Four Steps to Precision Public Health
When domestic transmission of Zika virus was confirmed in the United States in July 2016, the entire country was not declared at risk — nor even the entire state of Florida. Instead, precise surveillance defined two at-risk areas of Miami-Dade County, neighbourhoods measuring just 2.6 and 3.9 square kilometres. Travel advisories and mosquito control focused on those regions.

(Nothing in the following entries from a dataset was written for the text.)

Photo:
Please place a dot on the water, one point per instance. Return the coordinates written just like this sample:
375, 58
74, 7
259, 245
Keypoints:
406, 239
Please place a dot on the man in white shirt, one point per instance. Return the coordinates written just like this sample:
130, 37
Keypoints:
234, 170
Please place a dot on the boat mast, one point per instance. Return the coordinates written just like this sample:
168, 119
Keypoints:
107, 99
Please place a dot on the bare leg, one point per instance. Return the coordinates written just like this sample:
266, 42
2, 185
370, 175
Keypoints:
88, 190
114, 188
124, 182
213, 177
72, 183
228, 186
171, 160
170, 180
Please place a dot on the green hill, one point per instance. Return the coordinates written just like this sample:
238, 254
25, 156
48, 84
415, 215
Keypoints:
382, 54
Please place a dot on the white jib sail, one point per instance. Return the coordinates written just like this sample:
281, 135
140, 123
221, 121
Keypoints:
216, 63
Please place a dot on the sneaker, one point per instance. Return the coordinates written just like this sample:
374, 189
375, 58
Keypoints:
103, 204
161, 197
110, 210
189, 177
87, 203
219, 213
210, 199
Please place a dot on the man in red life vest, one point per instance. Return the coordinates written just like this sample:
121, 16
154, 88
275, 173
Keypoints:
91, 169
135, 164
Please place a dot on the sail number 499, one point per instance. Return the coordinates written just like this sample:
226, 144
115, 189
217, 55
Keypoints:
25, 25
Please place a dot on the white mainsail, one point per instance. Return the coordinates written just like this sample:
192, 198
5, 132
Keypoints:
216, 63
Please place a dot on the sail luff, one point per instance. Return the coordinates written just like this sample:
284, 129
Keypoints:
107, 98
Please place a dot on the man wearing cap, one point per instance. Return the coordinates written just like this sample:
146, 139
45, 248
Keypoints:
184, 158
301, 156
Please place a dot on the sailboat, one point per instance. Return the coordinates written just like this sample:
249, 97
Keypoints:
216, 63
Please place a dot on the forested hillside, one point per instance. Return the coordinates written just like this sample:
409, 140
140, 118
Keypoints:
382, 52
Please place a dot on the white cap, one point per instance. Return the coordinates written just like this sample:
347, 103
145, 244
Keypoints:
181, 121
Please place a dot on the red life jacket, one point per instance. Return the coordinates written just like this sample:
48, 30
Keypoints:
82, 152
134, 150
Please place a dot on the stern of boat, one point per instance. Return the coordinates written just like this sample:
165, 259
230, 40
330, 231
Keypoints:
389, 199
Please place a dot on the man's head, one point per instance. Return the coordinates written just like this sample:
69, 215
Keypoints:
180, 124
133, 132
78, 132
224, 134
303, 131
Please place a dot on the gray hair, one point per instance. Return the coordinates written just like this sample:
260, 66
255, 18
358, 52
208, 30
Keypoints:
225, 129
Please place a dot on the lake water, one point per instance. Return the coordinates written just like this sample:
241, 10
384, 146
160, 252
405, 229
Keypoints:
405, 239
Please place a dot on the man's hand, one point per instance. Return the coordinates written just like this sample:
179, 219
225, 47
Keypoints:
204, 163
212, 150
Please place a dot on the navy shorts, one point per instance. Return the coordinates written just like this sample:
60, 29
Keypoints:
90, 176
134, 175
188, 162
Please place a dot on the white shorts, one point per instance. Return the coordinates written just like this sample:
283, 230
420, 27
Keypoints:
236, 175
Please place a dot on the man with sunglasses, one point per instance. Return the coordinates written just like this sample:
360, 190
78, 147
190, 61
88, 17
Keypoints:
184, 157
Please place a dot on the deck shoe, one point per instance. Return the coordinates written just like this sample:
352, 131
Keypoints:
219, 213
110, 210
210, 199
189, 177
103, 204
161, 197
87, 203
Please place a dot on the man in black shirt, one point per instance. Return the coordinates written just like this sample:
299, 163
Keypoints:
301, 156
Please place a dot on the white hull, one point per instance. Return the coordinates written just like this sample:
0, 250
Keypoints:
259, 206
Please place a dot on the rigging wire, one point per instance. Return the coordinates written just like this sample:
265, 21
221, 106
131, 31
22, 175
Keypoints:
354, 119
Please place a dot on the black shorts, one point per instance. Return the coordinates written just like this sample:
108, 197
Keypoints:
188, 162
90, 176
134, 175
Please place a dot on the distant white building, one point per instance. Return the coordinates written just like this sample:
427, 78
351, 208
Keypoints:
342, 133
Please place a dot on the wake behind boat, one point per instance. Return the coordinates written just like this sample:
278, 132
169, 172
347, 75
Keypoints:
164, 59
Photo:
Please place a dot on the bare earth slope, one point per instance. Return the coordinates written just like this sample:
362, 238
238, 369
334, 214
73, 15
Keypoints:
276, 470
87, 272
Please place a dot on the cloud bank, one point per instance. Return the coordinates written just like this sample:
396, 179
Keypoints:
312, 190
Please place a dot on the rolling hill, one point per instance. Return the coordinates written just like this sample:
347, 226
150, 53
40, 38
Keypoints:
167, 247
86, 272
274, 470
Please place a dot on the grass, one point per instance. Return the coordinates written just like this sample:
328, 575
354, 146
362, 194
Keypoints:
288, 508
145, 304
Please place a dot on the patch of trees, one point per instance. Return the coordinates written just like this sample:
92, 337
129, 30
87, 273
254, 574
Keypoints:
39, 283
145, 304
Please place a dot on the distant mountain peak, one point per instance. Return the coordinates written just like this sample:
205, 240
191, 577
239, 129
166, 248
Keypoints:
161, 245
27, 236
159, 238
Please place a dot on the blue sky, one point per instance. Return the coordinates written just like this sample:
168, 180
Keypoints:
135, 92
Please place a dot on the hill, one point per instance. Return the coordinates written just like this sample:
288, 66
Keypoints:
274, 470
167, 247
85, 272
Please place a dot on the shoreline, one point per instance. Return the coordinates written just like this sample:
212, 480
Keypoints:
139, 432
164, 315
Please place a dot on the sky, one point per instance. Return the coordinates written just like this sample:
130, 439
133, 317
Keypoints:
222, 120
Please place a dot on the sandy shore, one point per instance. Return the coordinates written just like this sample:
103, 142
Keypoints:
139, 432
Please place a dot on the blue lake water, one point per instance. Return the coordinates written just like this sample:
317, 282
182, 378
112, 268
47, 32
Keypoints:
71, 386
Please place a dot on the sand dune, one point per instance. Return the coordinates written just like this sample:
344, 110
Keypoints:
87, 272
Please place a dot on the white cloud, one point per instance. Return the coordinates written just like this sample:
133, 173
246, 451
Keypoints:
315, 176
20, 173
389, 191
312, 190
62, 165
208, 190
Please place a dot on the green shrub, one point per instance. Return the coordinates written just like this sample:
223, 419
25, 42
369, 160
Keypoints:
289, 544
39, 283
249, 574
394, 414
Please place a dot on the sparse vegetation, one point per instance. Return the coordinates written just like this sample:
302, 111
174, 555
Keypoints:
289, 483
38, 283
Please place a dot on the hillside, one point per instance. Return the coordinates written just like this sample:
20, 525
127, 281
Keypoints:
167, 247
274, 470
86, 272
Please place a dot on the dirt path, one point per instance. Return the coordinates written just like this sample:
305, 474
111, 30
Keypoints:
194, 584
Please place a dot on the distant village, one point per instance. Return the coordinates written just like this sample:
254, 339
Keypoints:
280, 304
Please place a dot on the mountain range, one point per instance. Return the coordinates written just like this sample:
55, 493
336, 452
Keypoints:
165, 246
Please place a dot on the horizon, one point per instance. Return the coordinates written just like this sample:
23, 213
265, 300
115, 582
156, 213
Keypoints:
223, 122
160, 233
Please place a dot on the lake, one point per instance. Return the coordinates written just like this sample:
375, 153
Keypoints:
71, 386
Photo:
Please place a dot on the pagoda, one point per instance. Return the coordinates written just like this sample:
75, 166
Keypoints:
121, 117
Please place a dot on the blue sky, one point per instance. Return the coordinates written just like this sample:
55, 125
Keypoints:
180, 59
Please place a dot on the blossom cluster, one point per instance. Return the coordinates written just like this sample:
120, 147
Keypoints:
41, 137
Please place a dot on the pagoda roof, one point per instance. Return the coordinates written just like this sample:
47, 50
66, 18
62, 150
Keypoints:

Six weeks later, ongoing surveillance convinced officials to lift restrictions in one area and expand the other.
By contrast, a campaign against yellow fever launched this year in sub-Saharan Africa defines risk at the level of entire nations, often hundreds of thousands of square kilometres. More granular assessments have been deemed too complex.
The use of data to guide interventions that benefit populations more efficiently is a strategy we call precision public health. It requires robust primary surveillance data, rapid application of sophisticated analytics to track the geographical distribution of disease, and the capacity to act on such information1.
The availability and use of precise data is becoming the norm in wealthy countries. But large swathes of the developing world are not reaping its advantages. In Guinea, it took months to assemble enough data to clearly identify the start of the largest Ebola outbreak in history. This should take days. Sub-Saharan Africa has the highest rates of childhood mortality in the world; it is also where we know the least about causes of death.